[utils] Detect extension from any RFC Content-Disposition syntax

Add support for unquoted token and RFC 5987 extended parameter syntax
3 years ago · 973f76cf7b
parent 7990d1e630
commit 973f76cf7b
2 changed files with 44 additions and 3 deletions
--- a/test/test_utils.py
+++ b/test/test_utils.py
@ -2069,6 +2069,33 @@ Line 1
            'Content-Type': b'audio/mp3',
        })
        self.assertEqual(urlhandle_detect_ext(urlh), 'mp3')
+        # header with Content-Disposition and unquoted filename
+        urlh = UrlHandle({
+            'Content-Disposition': b'attachment; filename=unquoted_filename_token.mp3',
+        })
+        self.assertEqual(urlhandle_detect_ext(urlh), 'mp3')
+        # header with Content-Disposition including spacing and uppercase
+        urlh = UrlHandle({
+            'Content-Disposition': b'ATTACHMENT; FileName = unquoted_filename_token.mp3',
+        })
+        self.assertEqual(urlhandle_detect_ext(urlh), 'mp3')
+        # header with Content-Disposition and extended filename parameter syntax
+        urlh = UrlHandle({
+            'Content-Disposition': b"attachment; filename*=iso8859-15''costs%201%A4%20filename.mp3",
+        })
+        self.assertEqual(urlhandle_detect_ext(urlh), 'mp3')
+        # header with Content-Disposition and both filename parameter syntaxes
+        urlh = UrlHandle({
+            'Content-Disposition': b'''attachment; filename="should ignore.mp4";
+             FileName* = iso8859-15''costs%201%A4%20filename.mp3''',
+        })
+        self.assertEqual(urlhandle_detect_ext(urlh), 'mp3')
+        # header with Content-Disposition and 'wrong' order of both syntaxes
+        urlh = UrlHandle({
+            'Content-Disposition': b'''attachment; filename*=iso8859-15''costs%201%A4%20filename.mp3;
+            filename="should ignore.mp4"''',
+        })
+        self.assertEqual(urlhandle_detect_ext(urlh), 'mp3')
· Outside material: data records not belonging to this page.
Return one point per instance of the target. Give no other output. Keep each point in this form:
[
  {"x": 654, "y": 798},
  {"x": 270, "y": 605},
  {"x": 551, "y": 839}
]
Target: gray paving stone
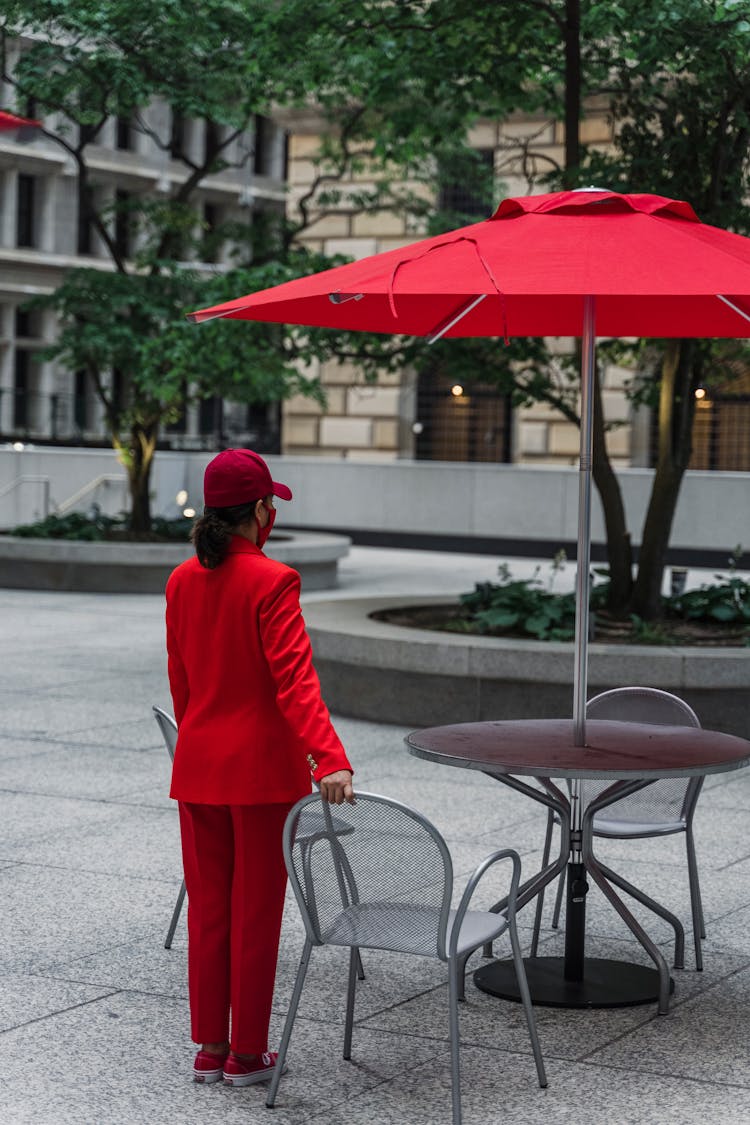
[{"x": 90, "y": 870}]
 if __name__ == '__main__':
--- a/youtube_dl/utils.py
+++ b/youtube_dl/utils.py
@ -66,9 +66,10 @@ from .compat import (
    compat_urllib_HTTPError,
    compat_urllib_parse,
    compat_urllib_parse_parse_qs as compat_parse_qs,
+    compat_urllib_parse_unquote,
+    compat_urllib_parse_unquote_plus,
    compat_urllib_parse_urlencode,
    compat_urllib_parse_urlparse,
-    compat_urllib_parse_unquote_plus,
    compat_urllib_request,
    compat_xpath,
 )
@ -4755,9 +4756,22 @@ def urlhandle_detect_ext(url_handle):

    cd = getheader('Content-Disposition')
    if cd:
-        m = re.match(r'attachment;\s*filename="(?P<filename>[^"]+)"', cd)
+        m = re.match(r'''(?xi)
+            attachment;\s*
+            (?:filename\s*=[^;]+?;\s*)?                    # possible initial filename=...;, ignored
+            filename(?P<x>\*)?\s*=\s*                      # filename/filename* =
+                (?(x)(?P<charset>\S+?)'[\w-]*'|(?P<q>")?)  # if * then charset'...' else maybe "
+                (?P<filename>(?(q)[^"]+(?=")|[^\s;]+))         # actual name of file
+            ''', cd)
        if m:
-            e = determine_ext(m.group('filename'), default_ext=None)
+            m = m.groupdict()
+            filename = m.get('filename')
+            if m.get('x'):
+                try:
+                    filename = compat_urllib_parse_unquote(filename, encoding=m.get('charset', 'utf-8'))
+                except LookupError:  # unrecognised character set name
+                    pass
+            e = determine_ext(filename, default_ext=None)
            if e:
                return e